Monday April 16 at 7pm

The Beguiled

Directed by Sofia Coppola. With Colin Farrell, Nicole Kidman, Kirsten Dunst
US 2017, DCP, color, 94 min

Sofia Coppola’s newest film is a lush period piece set in the South during the twilight of the Civil War and focused, like other of her films, upon a group of willfully independent females: the teachers and young pupils of a private girls’ school housed on a remote plantation estate ever closer to the expanding battlefield.

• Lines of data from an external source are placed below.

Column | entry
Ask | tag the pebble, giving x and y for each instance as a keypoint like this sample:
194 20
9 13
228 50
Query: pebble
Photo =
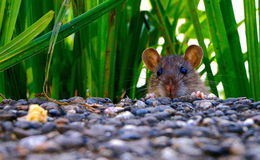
154 128
125 115
203 104
32 141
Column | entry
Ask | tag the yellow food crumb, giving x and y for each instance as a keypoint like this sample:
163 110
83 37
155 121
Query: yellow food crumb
37 114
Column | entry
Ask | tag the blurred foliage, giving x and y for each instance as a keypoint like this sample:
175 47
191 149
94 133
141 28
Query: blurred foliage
99 47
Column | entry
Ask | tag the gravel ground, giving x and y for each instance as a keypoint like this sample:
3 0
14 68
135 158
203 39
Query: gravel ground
154 129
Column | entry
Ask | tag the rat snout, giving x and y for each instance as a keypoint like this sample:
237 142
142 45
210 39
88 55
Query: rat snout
169 88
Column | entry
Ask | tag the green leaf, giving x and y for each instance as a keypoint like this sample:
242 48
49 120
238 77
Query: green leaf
6 52
73 26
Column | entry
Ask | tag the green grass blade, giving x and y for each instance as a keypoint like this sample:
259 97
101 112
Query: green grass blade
25 37
253 49
53 40
200 37
73 26
9 22
164 27
2 11
221 46
234 43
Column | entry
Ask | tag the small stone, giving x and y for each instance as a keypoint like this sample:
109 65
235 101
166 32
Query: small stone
21 102
219 113
98 100
7 116
54 112
21 133
113 110
9 107
32 141
152 102
164 100
203 104
237 147
161 141
162 115
207 121
130 135
140 104
186 146
75 117
248 122
61 121
161 108
7 126
21 113
76 99
141 112
70 139
255 104
48 127
125 115
48 146
149 120
22 107
169 154
222 107
37 101
214 150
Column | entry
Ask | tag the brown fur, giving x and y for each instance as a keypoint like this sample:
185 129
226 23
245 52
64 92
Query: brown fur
181 84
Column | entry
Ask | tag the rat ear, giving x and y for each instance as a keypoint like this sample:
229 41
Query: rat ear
151 58
193 55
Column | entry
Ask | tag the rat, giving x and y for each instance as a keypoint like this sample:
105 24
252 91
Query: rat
175 75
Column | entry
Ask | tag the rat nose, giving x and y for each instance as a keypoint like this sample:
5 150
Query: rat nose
169 88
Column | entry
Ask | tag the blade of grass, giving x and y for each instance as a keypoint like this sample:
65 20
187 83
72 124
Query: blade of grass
9 23
200 37
73 26
221 45
10 16
234 43
2 12
165 30
252 47
53 40
25 37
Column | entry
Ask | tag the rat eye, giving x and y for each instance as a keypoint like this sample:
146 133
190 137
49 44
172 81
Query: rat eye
183 70
159 72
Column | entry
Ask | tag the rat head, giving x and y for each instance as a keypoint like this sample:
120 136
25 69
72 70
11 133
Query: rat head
173 75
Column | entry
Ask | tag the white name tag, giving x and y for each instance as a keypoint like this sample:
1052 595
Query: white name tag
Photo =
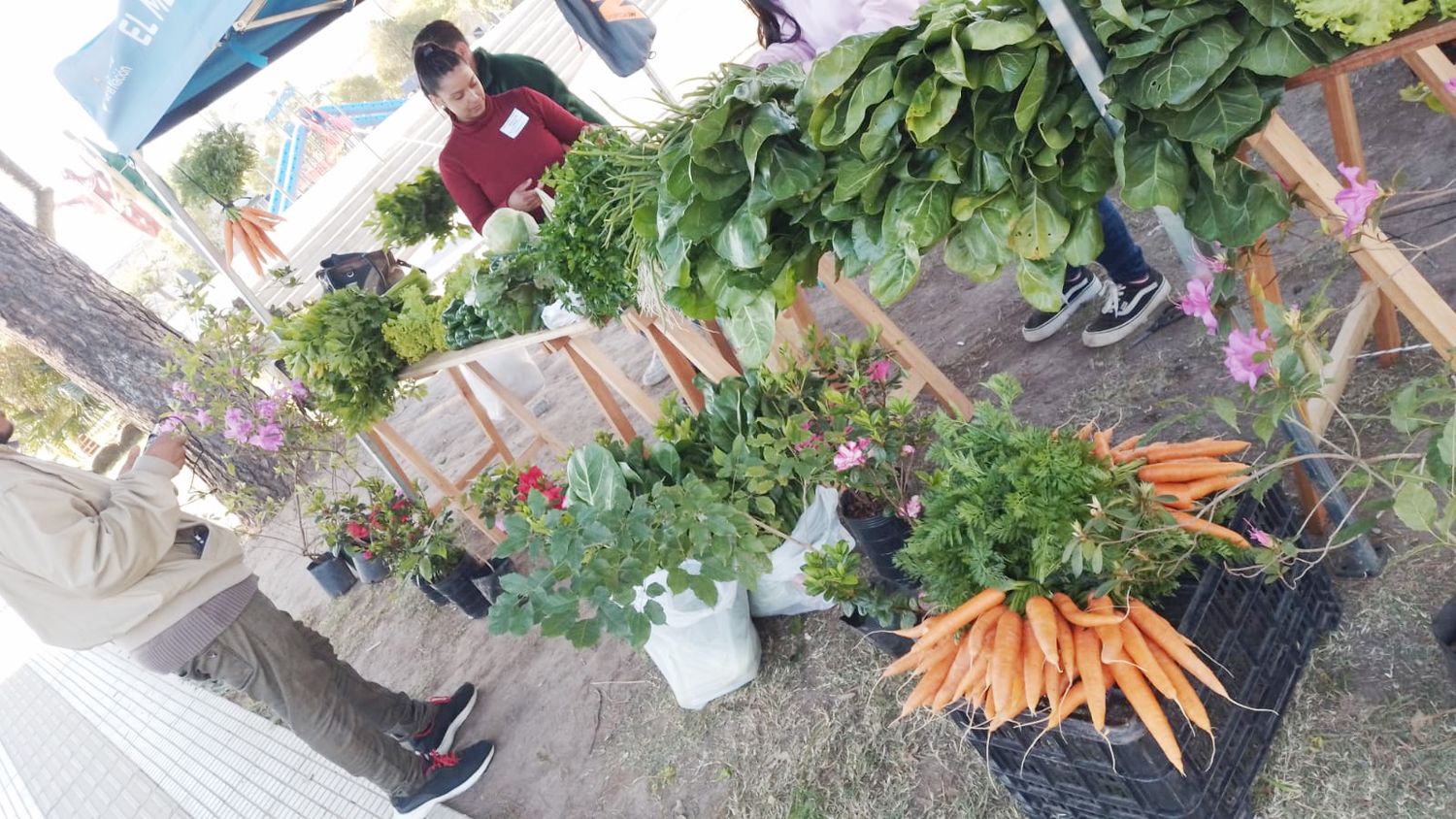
514 124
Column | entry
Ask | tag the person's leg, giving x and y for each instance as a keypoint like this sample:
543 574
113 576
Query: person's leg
1136 290
274 659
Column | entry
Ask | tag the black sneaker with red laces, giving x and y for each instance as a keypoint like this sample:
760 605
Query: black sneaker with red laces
447 775
450 713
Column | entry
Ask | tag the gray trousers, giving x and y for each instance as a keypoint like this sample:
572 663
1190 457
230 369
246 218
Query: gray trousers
290 668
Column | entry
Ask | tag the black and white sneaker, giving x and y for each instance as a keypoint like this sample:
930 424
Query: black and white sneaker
1040 326
1126 309
450 713
447 775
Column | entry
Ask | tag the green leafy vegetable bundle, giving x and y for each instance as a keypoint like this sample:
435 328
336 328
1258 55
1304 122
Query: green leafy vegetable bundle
337 346
1021 508
415 212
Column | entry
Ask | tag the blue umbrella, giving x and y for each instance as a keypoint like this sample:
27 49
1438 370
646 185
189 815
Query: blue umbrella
160 61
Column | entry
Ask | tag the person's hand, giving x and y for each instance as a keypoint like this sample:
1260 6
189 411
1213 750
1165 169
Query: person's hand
526 197
171 446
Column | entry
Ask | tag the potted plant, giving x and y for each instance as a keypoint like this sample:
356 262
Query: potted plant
660 565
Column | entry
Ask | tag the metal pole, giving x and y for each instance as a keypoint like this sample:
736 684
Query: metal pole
192 235
1089 60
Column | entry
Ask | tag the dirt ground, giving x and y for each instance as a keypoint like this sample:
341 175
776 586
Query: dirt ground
597 734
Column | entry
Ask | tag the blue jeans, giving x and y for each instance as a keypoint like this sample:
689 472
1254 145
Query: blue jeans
1121 258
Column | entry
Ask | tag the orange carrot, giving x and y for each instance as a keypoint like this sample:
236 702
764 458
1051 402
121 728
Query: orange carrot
1136 647
1202 525
1005 656
1187 699
1135 687
1033 659
1158 630
1042 615
1069 608
1187 472
1200 448
1089 667
958 617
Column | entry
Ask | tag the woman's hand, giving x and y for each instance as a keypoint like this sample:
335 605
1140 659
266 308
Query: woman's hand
526 197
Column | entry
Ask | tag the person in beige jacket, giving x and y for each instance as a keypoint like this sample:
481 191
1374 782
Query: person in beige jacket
87 560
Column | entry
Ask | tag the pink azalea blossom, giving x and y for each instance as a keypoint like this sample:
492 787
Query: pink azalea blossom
1199 302
1240 355
268 438
1356 200
236 425
911 508
852 454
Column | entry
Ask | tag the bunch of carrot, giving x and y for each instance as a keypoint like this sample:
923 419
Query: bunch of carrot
1182 473
248 229
1004 664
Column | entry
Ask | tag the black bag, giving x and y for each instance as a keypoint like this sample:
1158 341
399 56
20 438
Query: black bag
366 271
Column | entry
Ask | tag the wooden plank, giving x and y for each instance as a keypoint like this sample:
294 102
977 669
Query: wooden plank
437 361
1414 40
1348 343
635 396
514 405
1435 70
1344 124
480 416
599 392
1386 267
914 361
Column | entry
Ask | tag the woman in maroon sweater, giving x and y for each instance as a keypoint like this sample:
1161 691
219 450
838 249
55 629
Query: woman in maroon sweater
498 145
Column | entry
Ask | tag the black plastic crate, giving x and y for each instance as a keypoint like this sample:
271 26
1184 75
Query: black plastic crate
1258 636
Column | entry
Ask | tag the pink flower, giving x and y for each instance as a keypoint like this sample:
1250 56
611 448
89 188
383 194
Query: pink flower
236 425
852 454
1356 200
268 438
1246 355
1210 265
1199 302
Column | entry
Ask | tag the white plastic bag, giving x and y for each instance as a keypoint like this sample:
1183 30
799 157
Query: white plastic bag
515 372
704 652
780 591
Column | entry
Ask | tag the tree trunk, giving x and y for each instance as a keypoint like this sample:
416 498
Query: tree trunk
108 344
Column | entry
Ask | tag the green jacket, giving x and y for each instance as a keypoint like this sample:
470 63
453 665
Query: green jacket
504 72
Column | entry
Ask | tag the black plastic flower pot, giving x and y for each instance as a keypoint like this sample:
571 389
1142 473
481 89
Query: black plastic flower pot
459 586
370 569
332 573
879 539
431 594
1444 627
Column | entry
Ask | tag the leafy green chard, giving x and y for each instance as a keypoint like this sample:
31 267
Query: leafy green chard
1025 509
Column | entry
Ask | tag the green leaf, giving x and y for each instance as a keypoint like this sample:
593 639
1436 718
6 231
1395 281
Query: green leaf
1040 282
1033 92
750 329
594 478
1040 227
1085 241
894 274
835 67
1225 410
1153 172
1415 507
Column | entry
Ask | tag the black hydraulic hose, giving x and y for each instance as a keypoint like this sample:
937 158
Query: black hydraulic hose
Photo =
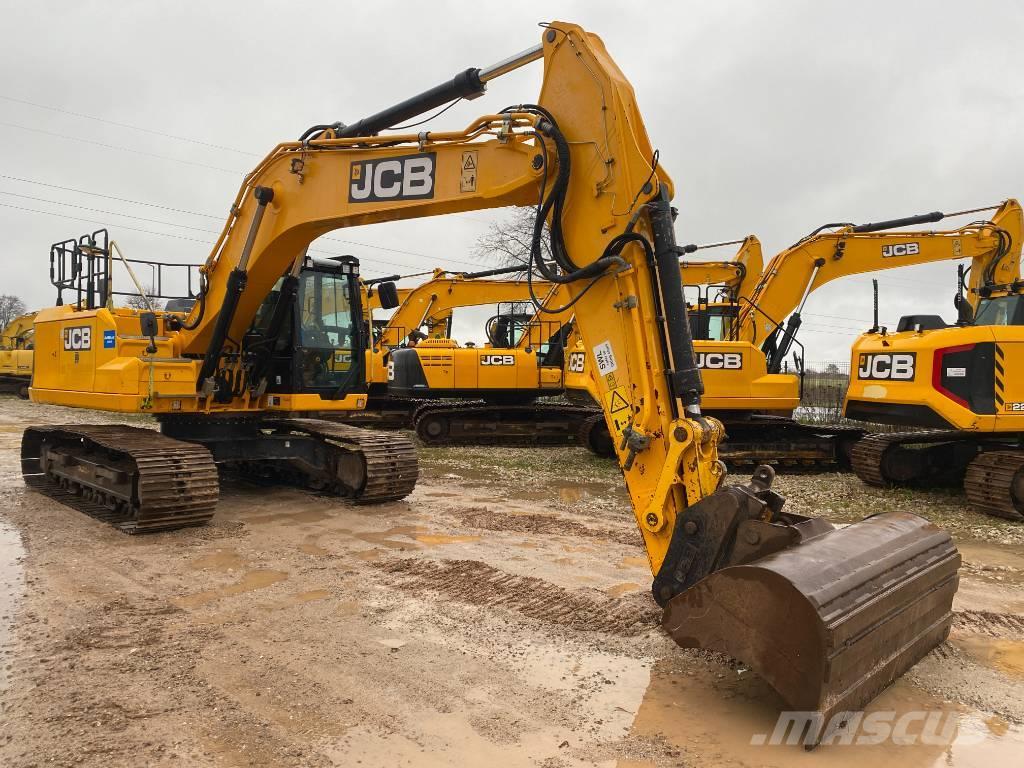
282 315
493 272
204 286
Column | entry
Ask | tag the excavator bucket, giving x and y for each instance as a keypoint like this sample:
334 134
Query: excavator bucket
833 621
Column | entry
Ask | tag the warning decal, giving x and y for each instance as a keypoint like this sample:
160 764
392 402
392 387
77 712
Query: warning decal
605 358
616 402
469 163
616 406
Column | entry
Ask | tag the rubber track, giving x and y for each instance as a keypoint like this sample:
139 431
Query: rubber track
868 452
534 417
391 465
989 480
775 442
175 482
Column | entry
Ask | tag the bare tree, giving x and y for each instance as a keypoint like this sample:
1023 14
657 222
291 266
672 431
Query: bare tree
135 301
511 239
10 307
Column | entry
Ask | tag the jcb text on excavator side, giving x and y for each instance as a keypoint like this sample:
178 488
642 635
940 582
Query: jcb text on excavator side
961 382
742 363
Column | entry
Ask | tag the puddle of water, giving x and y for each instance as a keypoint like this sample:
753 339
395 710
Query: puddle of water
1005 655
988 553
633 562
219 559
707 712
348 607
313 549
624 589
11 586
567 493
306 515
437 540
386 538
254 580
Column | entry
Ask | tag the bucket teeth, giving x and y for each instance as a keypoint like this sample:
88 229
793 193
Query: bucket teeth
834 621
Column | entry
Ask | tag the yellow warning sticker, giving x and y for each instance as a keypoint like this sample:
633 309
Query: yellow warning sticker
616 400
469 167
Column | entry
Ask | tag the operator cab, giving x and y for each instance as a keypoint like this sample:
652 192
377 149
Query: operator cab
320 350
713 322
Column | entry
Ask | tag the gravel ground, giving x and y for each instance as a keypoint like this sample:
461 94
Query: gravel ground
499 615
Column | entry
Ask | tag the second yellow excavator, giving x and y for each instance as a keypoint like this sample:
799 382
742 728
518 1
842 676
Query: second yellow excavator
958 385
741 345
827 616
15 355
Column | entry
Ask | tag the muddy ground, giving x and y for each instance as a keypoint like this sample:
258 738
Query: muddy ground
499 616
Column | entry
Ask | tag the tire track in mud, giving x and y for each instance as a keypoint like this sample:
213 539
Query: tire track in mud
988 623
478 584
546 524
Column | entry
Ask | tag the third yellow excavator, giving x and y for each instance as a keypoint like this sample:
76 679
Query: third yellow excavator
961 385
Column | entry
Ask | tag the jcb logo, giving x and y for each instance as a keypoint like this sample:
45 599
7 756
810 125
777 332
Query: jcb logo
78 338
498 359
728 360
408 177
887 367
901 249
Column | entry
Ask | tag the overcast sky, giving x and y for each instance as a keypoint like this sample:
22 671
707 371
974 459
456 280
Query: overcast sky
772 119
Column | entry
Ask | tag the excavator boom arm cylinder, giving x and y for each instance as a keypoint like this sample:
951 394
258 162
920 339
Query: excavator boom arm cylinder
684 374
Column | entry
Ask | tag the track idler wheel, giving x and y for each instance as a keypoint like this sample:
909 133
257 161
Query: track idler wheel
994 483
595 437
431 428
832 621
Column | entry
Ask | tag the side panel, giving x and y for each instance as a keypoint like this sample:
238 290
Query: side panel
1009 379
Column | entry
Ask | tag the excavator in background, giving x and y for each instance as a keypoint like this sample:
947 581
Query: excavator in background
827 616
470 395
960 388
293 343
742 345
431 305
15 355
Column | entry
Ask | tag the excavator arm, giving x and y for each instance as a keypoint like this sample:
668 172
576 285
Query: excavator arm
821 257
15 333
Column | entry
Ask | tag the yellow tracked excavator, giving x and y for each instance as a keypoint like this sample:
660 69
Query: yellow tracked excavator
956 385
227 399
469 395
742 342
828 617
15 355
430 305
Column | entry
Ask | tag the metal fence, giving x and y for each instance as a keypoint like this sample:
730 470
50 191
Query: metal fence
824 386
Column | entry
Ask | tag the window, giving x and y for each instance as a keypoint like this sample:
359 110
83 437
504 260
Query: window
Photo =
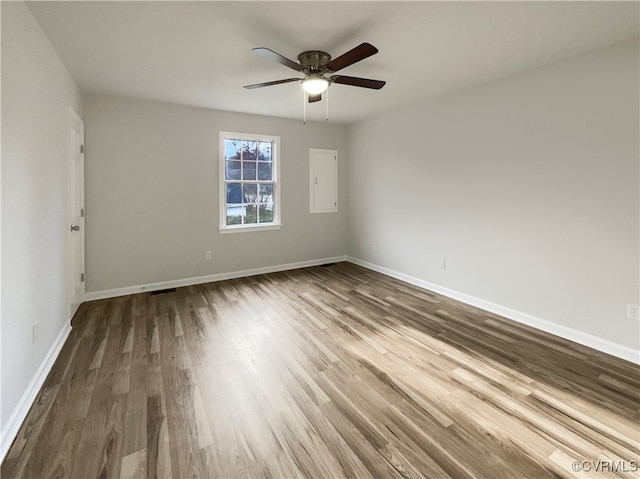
249 184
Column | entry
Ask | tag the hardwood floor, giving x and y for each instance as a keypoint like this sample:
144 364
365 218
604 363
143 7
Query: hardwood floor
323 372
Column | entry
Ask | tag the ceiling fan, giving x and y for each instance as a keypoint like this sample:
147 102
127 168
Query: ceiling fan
318 69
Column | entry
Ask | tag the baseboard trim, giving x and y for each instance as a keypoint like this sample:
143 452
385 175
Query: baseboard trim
585 339
143 288
11 428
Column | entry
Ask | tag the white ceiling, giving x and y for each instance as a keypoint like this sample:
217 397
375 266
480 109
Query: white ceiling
199 53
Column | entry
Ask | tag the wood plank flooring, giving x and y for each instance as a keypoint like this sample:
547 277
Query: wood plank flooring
323 372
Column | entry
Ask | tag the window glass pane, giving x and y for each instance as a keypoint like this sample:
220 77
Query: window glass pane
233 170
232 149
266 213
264 171
234 215
249 170
251 214
250 193
264 150
249 150
234 193
266 193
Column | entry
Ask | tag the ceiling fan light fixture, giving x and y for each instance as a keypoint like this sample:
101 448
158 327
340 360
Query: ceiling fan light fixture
315 85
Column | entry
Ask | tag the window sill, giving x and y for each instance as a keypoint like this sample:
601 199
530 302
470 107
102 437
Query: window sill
247 229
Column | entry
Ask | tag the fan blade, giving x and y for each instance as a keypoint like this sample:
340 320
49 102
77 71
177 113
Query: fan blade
276 57
355 81
269 83
358 53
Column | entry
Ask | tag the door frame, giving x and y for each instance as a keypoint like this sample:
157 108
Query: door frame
75 147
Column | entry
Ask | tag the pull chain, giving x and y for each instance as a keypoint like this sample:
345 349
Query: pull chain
327 101
304 107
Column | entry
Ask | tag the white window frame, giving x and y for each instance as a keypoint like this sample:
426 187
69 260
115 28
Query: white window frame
222 183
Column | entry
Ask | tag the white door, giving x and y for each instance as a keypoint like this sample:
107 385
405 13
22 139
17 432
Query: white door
76 211
323 179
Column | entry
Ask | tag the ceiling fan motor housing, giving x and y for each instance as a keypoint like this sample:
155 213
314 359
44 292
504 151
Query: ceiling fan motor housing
314 60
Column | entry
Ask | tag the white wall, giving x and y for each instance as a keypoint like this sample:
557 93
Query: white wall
152 194
528 188
37 91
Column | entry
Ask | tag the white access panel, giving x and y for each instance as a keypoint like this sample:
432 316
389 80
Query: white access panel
323 184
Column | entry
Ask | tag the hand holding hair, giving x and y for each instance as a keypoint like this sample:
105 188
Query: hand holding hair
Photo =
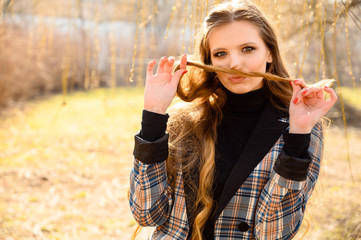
308 105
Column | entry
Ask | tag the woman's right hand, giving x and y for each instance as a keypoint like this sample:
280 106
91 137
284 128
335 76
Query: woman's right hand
160 89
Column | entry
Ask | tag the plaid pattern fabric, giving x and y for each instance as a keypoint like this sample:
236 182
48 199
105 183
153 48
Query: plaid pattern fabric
271 205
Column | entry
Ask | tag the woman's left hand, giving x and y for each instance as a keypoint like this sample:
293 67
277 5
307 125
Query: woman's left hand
308 106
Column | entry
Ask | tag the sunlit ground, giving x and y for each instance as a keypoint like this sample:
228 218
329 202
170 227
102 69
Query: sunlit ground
64 171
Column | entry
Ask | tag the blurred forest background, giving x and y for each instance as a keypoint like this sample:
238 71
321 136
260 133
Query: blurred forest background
71 81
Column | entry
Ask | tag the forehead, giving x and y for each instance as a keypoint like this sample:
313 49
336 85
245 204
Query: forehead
234 34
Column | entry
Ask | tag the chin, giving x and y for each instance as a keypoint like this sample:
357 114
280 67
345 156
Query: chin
239 89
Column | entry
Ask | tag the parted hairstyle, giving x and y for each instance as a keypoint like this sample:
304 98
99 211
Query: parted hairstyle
193 126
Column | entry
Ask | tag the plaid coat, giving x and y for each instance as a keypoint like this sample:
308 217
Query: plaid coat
262 205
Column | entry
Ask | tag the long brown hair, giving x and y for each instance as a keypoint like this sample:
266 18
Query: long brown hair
193 127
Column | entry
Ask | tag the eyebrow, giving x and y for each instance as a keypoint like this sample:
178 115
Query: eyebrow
244 44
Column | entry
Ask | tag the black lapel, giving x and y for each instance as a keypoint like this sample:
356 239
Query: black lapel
191 176
266 132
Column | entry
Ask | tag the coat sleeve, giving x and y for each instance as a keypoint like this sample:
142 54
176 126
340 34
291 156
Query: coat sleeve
283 201
150 195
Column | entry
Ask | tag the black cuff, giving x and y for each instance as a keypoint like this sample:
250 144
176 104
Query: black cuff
296 145
291 167
154 125
151 152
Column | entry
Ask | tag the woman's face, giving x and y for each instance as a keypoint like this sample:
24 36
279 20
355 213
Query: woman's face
238 45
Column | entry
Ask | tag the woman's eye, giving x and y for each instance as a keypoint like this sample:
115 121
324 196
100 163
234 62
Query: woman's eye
248 49
220 54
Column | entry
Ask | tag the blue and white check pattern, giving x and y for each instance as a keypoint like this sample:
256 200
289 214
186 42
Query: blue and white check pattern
270 204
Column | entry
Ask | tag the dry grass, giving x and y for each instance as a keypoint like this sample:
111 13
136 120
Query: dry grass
64 171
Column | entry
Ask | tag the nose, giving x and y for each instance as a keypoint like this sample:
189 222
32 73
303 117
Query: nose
235 61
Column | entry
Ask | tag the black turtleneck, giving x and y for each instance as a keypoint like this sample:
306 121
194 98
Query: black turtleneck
240 115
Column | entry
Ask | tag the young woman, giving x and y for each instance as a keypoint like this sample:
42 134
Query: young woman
241 158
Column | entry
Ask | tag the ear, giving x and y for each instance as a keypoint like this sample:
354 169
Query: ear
269 58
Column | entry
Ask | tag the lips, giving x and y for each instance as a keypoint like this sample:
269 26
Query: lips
236 79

The Beguiled is a nuanced yet pointed reimagining of the 1966 Thomas P. Cullinan novel, which was first adapted for the screen by Don Siegel and starred a young Clint Eastwood as awounded Union soldier nursed by the women only to become an unexpectedly destructive force within their hidden world. Coppola carefully lowers the feverish temperature of the earlier film to define a more distant stance that better observes the women as a group while also subtly questioning the cinematic reconstruction of the historic past. Paired against Colin Farrell’s Irish soldier as the film’s obscure amorous object are the tightly corseted Nicole Kidman and Coppola regular Kirsten Dunst as a wistfully lonely schoolmarm. The immersive interiority inhabited by many of Coppola’s films is deepened by the richly sensual world of the The Beguiled’s cloistered school, in which satin and candlelight, blood and soil are imparted with an almost elemental force that imparts subtler meaning to her characters’ strategic habitation of their contested space. Coppola’s innovative adaptation is carefully subtractive, pointedly removing signature elements of Siegel’s film in order to focus upon a languid world out of time, singularly created and defended by her headstrong women. DCP courtesy Universal.